Italian political party

The Union of the Centre (Unione di Centro, UdC) was a minor liberal political party in Italy. The party was a successor of the Italian Liberal Party.

==History==
The party was founded on 27 May 1993 as a "Giscardian rassemblement" by Raffaele Costa, leader of the Italian Liberal Party (PLI). The UdC included Liberals (Alfredo Biondi, Stefano De Luca, Giacomo Paire, Valentino Martelli, etc.), members of the Italian Republican Party (Guglielmo Castagnetti, Vincenzo Garaffa, Gaetano Gorgoni, etc.), members of the Italian Democratic Socialist Party (as Maurizio Pagani) and even Christian Democrats (as Eugenio Tarabini).

In February 1994 the PLI was dissolved into the Federation of Liberals (FdL), which elected Raffaello Morelli secretary and Biondi president.
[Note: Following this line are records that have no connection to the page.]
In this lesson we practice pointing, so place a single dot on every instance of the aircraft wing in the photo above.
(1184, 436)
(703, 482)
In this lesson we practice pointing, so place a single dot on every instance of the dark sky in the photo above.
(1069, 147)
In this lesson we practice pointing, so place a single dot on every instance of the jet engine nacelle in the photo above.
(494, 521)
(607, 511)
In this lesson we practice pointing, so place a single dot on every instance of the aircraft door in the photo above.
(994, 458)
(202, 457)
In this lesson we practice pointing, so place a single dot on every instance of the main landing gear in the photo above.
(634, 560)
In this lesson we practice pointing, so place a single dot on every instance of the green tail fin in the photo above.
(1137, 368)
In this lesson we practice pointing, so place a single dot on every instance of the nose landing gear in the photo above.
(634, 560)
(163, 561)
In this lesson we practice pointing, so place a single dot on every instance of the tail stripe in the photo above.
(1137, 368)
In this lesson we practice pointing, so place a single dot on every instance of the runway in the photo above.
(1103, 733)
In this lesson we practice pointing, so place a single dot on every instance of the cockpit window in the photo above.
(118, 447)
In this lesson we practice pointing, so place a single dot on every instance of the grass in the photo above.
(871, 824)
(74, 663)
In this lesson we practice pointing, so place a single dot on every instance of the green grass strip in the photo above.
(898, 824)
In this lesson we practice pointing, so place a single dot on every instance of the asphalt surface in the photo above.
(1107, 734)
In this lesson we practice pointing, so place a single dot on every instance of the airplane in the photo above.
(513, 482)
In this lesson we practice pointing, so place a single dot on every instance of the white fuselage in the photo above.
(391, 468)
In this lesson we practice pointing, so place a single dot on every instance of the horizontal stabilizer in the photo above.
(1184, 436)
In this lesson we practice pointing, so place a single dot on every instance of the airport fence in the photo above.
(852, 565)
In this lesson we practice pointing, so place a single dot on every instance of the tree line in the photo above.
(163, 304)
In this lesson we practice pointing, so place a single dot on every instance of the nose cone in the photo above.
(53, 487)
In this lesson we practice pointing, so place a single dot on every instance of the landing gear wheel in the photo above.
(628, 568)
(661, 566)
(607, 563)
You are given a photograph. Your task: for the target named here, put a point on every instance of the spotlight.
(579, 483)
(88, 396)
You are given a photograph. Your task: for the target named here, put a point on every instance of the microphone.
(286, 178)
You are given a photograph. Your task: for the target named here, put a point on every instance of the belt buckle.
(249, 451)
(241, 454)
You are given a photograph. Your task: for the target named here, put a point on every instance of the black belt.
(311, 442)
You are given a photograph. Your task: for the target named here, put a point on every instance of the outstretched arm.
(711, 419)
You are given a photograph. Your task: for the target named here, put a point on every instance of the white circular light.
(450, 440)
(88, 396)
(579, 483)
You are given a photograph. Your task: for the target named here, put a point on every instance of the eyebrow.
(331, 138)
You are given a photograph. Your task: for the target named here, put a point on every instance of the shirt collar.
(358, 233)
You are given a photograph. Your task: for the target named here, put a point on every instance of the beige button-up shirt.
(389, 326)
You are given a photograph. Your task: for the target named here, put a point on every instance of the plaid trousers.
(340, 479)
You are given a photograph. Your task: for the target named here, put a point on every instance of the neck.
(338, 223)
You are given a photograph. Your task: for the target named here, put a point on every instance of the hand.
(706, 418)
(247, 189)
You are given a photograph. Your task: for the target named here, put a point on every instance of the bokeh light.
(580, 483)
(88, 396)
Costa refused to join the new party and led the UdC into the coalitions formed around Forza Italia (FI), the Pole of Freedoms in the North and the Pole of Good Government in the South.

At the 1994 general election the UdC elected some candidates with FI: Biondi (who was still president of the FdL, which sided with the Segni Pact), Costa, Biondi, Enrico Nan and Enzo Savarese to the Chamber of Deputies, Luciano Garatti and Carlo Scognamiglio to the Senate. The latter was elected President of the Senate, while Biondi was justice minister and Costa health minister in Silvio Berlusconi's first government (1994–1995). In the 1994 European Parliament election two members of the UdC, de Luca and Luigi Florio, were elected to the European Parliament. In the 1996 general election the UdC had three deputies (Biondi, Costa, Nan and Savarese) and two senators (Scognamiglio and Jas Gawronski) elected.

In 1998 the UdC was merged into FI. The activity of the UdC continued through the Liberal Union of the Centre, a political association, and Popular Liberalism, a faction within FI. Both Biondi and Costa later left FI/PdL.